Baptists to Cut Ties with Ga. Church Over Female Pastor

By By Audrey Barrick

A more than 95-year-old church in Atlanta may be ousted from the Southern Baptist Convention over a woman pastor.

The Rev. Mimi Walker has been serving as co-pastor at Druid Hills Baptist Church with her husband, the Rev. Graham Walker, since 2003. But earlier this month, leaders of the Georgia Baptist Convention recommended cutting ties with the local congregation.

"It seems sad that they decided to go backwards in time," Mimi Walker told The Atlanta Journal-Constitution. "I'm not sure what the value is of trying to go back in time when women were held in subservience."

According to the Southern Baptist Convention's 2000 Baptist Faith and Message, the office of pastor is "limited to men as qualified by Scripture."

In keeping with the confession statement, the state convention voted on March 16 to declare Druid Hills "not a cooperating church."

It added, "The GBC has never been opposed to women serving in ministry positions other than pastor," according to Associated Baptist Press.

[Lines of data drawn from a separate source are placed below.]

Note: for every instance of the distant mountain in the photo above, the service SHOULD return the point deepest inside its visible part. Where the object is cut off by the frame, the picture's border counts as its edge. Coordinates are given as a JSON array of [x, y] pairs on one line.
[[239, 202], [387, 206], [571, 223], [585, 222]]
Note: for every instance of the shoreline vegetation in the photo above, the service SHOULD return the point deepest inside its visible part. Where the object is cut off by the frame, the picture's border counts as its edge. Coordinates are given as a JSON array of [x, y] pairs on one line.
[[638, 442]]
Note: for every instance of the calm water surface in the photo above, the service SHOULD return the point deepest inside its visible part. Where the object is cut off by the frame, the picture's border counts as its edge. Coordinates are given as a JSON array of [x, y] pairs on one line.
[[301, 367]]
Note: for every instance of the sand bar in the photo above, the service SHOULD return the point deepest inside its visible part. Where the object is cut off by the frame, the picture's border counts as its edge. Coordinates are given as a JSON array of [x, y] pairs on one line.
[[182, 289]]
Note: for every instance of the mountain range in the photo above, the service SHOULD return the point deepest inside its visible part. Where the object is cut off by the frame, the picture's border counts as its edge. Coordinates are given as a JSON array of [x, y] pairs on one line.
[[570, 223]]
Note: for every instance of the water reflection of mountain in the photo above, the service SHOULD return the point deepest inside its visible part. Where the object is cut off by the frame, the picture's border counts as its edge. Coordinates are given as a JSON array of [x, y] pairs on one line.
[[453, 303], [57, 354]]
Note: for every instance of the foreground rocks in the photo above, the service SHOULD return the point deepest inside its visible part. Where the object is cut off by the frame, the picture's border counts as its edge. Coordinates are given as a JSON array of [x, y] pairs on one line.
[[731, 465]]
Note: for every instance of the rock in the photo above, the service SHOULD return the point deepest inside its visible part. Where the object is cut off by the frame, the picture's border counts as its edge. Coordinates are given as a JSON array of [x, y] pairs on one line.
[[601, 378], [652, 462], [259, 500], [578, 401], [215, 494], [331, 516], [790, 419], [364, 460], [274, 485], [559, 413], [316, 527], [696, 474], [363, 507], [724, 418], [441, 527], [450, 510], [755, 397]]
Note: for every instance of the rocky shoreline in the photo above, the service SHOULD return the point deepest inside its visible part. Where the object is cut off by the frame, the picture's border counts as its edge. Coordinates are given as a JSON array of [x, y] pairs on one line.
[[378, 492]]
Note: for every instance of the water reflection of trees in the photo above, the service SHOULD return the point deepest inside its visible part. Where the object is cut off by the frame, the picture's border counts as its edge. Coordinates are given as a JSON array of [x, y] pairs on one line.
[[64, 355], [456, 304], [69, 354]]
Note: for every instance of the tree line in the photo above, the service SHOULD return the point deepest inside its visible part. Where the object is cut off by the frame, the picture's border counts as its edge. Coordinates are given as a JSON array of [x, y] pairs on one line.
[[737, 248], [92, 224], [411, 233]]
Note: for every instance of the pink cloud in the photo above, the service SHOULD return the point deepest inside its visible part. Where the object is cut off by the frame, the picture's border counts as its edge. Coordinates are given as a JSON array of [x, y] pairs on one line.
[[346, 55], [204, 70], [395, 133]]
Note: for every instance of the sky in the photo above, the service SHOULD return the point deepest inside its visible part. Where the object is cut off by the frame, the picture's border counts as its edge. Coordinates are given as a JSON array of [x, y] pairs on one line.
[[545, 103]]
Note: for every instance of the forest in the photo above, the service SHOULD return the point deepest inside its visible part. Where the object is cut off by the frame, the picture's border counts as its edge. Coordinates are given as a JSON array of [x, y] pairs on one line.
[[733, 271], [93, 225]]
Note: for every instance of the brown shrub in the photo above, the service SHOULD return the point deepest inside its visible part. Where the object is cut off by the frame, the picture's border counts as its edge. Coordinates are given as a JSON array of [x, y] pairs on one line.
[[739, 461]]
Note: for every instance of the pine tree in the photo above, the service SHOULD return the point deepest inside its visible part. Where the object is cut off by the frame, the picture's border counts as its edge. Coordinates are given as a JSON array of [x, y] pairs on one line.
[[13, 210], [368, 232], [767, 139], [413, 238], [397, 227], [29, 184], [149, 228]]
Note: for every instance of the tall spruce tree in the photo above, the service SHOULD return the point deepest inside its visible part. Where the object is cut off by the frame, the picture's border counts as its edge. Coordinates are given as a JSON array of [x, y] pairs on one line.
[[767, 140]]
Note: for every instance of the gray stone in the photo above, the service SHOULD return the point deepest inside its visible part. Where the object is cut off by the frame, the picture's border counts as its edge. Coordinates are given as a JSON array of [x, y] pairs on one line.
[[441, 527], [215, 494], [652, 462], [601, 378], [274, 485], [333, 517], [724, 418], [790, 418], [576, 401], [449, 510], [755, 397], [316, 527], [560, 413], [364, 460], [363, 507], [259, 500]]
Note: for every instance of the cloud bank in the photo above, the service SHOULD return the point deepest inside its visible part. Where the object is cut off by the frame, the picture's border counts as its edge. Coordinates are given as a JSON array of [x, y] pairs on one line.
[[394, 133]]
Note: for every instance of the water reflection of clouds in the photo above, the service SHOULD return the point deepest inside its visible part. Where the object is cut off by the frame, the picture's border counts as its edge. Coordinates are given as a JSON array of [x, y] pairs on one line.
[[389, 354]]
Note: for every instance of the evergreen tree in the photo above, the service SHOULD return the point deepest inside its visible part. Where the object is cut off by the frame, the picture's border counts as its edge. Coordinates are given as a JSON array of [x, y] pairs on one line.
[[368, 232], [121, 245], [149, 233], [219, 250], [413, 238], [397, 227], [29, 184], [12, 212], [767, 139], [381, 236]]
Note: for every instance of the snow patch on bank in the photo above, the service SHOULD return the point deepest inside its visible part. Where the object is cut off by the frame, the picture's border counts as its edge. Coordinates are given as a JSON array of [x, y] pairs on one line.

This is the second time the Georgia Baptist Convention has moved toward severing ties with a local church over a female pastor. Last year, the convention voted to end its relationship with First Baptist Church in Decatur over the congregation's decision to bring a woman to the pulpit. Julie Pennington-Russell became senior pastor of First Baptist in 2007.

"I’ve seen women in the ministry and worked with women in Presbyterian and Methodist churches," Walker told AJC. "They are moving forward in the process of keeping women involved in the ministry and moving toward equality.

"Our disagreement is related to how you interpret Scripture."

Amid ongoing conflicts over female pastors, some Southern Baptist leaders have made clarifications to what they believe.

Dr. Richard Land, president of The Ethics & Religious Liberty Commission, said the Baptist Faith and Message does not state that "women are to be subservient to men." They are of equal worth before God, he stated earlier.

And though women are gifted for service in the church, Land says the New Testament teaches that "a woman is not to usurp authority over the man" and thus women are not to serve as pastors.

The Georgia Baptist Convention, which has roughly 3,600 churches and is one of 41 state conventions throughout the country, will vote in November on the recommendation to sever ties.